Un nuevo reglamento que sumarse a la ley del cine, esta vez tiene que ver más con la igualdad de género que con otras cuestiones cinematográficas propiamente dichas, pero hay una hediondez más a política barata que una voluntad de ayudar al cine o incluso de encontrar una paridad entre “los” y “las” profesionales de la industria –entiéndase este último término como un eufemismo- cinematográfica española.
La ley viene a decir algo así como que ante dos proyectos similares, se ayudará antes aquel que este realizado por una mujer.
Vale, aquí encontramos algunas contrariedades que me gustaría que alguien me las solucionara.
En primer lugar, parece como si el puesto más importante de una película fuera el de realizador, me explico.
Si se presentan dos proyectos, en el cual uno es producido por una mujer pero realizado por un hombre, ¿se le aplicaría la ley de paridad?, ¿y si el proyecto fuera escrito por una mujer?

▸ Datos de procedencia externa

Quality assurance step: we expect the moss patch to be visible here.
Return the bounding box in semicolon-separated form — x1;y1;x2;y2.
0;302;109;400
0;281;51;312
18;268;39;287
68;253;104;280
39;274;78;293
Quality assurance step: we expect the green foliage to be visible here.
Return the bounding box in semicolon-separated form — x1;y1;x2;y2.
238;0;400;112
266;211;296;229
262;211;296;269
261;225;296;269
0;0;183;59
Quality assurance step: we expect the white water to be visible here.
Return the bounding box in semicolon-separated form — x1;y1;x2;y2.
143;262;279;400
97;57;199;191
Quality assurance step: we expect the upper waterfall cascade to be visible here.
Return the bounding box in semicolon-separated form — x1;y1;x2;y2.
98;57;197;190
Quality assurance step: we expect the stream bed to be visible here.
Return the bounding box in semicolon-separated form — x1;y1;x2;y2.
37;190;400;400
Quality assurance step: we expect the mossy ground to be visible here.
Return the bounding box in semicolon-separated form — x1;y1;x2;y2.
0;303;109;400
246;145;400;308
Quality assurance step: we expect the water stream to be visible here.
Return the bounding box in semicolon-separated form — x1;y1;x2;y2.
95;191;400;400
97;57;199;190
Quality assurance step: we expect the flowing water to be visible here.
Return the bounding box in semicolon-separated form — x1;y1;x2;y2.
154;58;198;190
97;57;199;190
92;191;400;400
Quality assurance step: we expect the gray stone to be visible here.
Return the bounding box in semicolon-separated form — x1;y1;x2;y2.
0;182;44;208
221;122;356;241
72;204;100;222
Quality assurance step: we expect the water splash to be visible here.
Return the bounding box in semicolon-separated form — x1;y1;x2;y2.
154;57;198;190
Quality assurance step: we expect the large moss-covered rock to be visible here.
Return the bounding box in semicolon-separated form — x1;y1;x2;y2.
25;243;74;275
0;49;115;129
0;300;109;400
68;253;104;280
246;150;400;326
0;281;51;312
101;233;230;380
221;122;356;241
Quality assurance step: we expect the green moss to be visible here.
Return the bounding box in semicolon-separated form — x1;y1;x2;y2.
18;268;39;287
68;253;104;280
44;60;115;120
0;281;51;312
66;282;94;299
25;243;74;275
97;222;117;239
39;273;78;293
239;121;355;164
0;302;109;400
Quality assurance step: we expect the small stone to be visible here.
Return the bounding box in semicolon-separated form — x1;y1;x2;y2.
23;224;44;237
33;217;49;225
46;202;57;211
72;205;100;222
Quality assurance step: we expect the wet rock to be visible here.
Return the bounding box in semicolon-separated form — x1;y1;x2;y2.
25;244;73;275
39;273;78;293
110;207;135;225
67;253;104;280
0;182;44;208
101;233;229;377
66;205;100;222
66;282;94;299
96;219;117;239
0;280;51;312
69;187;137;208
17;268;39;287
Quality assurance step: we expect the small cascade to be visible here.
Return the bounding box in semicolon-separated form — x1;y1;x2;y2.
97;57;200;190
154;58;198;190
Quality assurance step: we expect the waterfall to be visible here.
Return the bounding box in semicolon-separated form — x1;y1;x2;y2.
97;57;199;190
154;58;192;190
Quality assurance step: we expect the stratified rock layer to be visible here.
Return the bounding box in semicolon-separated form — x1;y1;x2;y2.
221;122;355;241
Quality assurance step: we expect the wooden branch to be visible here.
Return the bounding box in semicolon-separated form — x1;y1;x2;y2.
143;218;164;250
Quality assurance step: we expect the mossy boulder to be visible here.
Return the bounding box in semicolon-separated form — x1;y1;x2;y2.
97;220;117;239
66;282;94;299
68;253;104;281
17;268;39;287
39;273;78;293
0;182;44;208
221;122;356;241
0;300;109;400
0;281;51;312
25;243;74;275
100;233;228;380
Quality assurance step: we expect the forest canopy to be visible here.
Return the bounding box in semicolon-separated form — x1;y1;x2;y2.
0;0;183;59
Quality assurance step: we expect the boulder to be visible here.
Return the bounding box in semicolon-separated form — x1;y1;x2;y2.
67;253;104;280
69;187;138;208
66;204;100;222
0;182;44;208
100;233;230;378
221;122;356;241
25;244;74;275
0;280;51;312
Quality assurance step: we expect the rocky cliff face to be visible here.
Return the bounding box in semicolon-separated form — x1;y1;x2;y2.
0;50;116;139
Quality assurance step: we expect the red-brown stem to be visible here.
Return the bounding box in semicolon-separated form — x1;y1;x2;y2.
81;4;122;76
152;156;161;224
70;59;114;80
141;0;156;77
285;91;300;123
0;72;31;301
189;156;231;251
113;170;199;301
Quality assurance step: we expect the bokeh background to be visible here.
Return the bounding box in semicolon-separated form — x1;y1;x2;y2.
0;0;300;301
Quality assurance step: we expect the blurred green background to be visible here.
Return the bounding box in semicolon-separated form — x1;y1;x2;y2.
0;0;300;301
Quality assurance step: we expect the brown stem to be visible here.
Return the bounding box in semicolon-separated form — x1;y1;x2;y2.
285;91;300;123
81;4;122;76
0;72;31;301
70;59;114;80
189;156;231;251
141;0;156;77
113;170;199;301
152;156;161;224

Parece ser que solo se recoge la ley de paridad siempre y cuando el proyecto este realizado por una mujer. ¿A caso a las guionistas y productoras de dirección no pueden disfrutar de a una discriminación positiva como sus compañeras de trabajo?
Desde otra perspectiva esta medida es de lo más patosa, lo normal sería que de un proyecto se tuviera en cuenta la calidad por encima de la firma que lleve. El ministerio toma en cuenta esta idea, y la resuelve de la siguiente manera: según ellos no se trata de decantarse por el proyecto realizado por una realizadora, sino que entre dos productos “iguales” se optara más por aquel realizado por una mujer.
En este argumento nos volvemos a chocar con otra contrariedad, ¿Cómo se mide dos proyectos para considerarlos iguales? A esta cuestión el Ministerio argumenta que es algo subjetivo y que solo podrá ser reflexionado por aquellos que tengan que decidir.
En definitiva, todo queda igual, al final serán unos desconocidos que según sus criterios dilucidan quien trabaja y quien no en la supuesta industria española del cine.
Pero esta medida puede traer ciertas consecuencias que beneficiaran más a ciertos pícaros que a las propias mujeres.
Pongamos como ejemplo anteriores medidas, igual de idiotas, que puso en práctica el Ministerio de Cultura.
Fue el caso de que se subvencionaría a realizadores noveles antes que a otros. Se consideraba a un director novel aquel que no hubiera realizado más de tres películas. Esto significa que un mal director con una sola película a su haber iba a recibir más ayudas que un realizador con tres obras maestras a su espalda. Se traducía en grandes realizadores en paro y mediocres realizadores estrenando películas que no iba a ver ni sus padres.
Y es ahora donde entra la picaresca. Un productor presenta un proyecto, y pone al frente del mismo a un realizador novel –y no nos importa que se trate solo de un “negro”-, este productor recibía una subvención, al año siguiente hacía lo mismo y al otro igual. Después echaba a la calle a ese realizador y de nuevo tenía tres años seguidos recibiendo dinero cuando ponía al frente a otro nuevo realizador novel.
Con esta estratagema, lo importante de estos productores no era hacer buen cine, sino ir llenándose los bolsillos con dinero publico, ya que lo notable no era presentar un proyecto de calidad, sino un proyecto que al frente estuviera un realizador novel.
Pues ahora se repite la misma historia, uno como productor no tiene que plantearse la calidad del producto sino poner al frente una realizadora, con el objeto de recibir la subvención.